Ethereum(ETH) ekosisteminde katman-2 çözümleri, blockchain’in ölçeklenebilirliğine dair önemli çözümler sunarak dikkat çekiyor. Ancak son zamanlarda sektörde bazı uzmanlar, bu çözümlerin aşırı derecede başarılı olmasının asıl ağ olan Ethereum için ters etki yaratabileceği konusunda uyarılarda bulunuyor.
Nisan ayı sonunda düzenlenen Cornell Tech Blockchain Konferansı’nda yapılan değerlendirmelere göre, katman-2 çözümleri Ethereum ana ağındaki yoğunluğu azaltarak gaz ücretlerini düşürme konusunda önemli katkı sağlasa da, aynı zamanda ağ içi faaliyetleri ve işlem ücretlerinin önemli bir kısmını ana ağdan uzaklaştırıyor.
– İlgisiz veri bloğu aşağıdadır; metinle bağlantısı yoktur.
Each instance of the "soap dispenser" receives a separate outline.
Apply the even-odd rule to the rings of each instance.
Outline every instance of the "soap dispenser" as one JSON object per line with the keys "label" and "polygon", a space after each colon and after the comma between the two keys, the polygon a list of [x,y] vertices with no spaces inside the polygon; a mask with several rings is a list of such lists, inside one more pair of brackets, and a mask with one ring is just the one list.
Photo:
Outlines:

Özellikle işlem sırası belirlemede oluşan “sıralama ücretleri” gibi kritik gelir kalemlerinin katman-2 ağlara kaydırıldığı ancak Ethereum’un bu alanda gelir oluşturmak için yeterince çaba göstermediği ifade ediliyor.
Bankless’ın ortak sahibi David Hoffman, “Ethereum Vakfı içinden birçok kez ‘fazla akademik davrandık ve bu bir hataydı’ sözlerini duydum” diyerek, vakfın artık daha gerçekçi bir ekosistem yönetimi ve gelir modeli oluşturma sürecine odaklanması gerektiğini savundu.
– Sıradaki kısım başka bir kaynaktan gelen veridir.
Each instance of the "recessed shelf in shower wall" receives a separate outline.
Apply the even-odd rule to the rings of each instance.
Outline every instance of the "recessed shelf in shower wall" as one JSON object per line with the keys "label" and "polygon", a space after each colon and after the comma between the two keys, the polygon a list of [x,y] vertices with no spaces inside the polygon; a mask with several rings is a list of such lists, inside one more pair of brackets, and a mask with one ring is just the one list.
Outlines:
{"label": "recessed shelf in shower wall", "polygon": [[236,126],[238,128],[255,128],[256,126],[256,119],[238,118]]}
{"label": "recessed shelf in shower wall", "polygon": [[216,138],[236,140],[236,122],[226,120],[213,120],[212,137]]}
Bu tartışmalar, Ethereum topluluğu ve vakfı içinde katman-2 rollup’ların hızlı yayılmasının doğurduğu etkilerin yeniden gözden geçirilmesi gerektiğine işaret ediyor. Ölçeklenebilirlik ve güvenliği aynı anda sunan bir yapı içinde ana gelir modellerinin göz ardı edilmesinin devam etmesi halinde, Ethereum ana ağının uzun vadeli sürdürülebilirliği tehlikeye girebilir.
Katman-2 çözümleri ölçeklenebilirlik açısından hâlâ güçlü araçlar olarak görülse de, Ethereum’un gelir portföyüne yönelik daha aktif bir yaklaşım benimsememesi sistemin genel dengesini bozabilir. Bu kapsamda, Ethereum Vakfı’nın önümüzdeki süreçte ekonomik kontrolü nasıl sağlayacağı ve ekosistem içindeki rolünü nasıl tanımlayacağı merkezi bir tartışma konusu haline geliyor.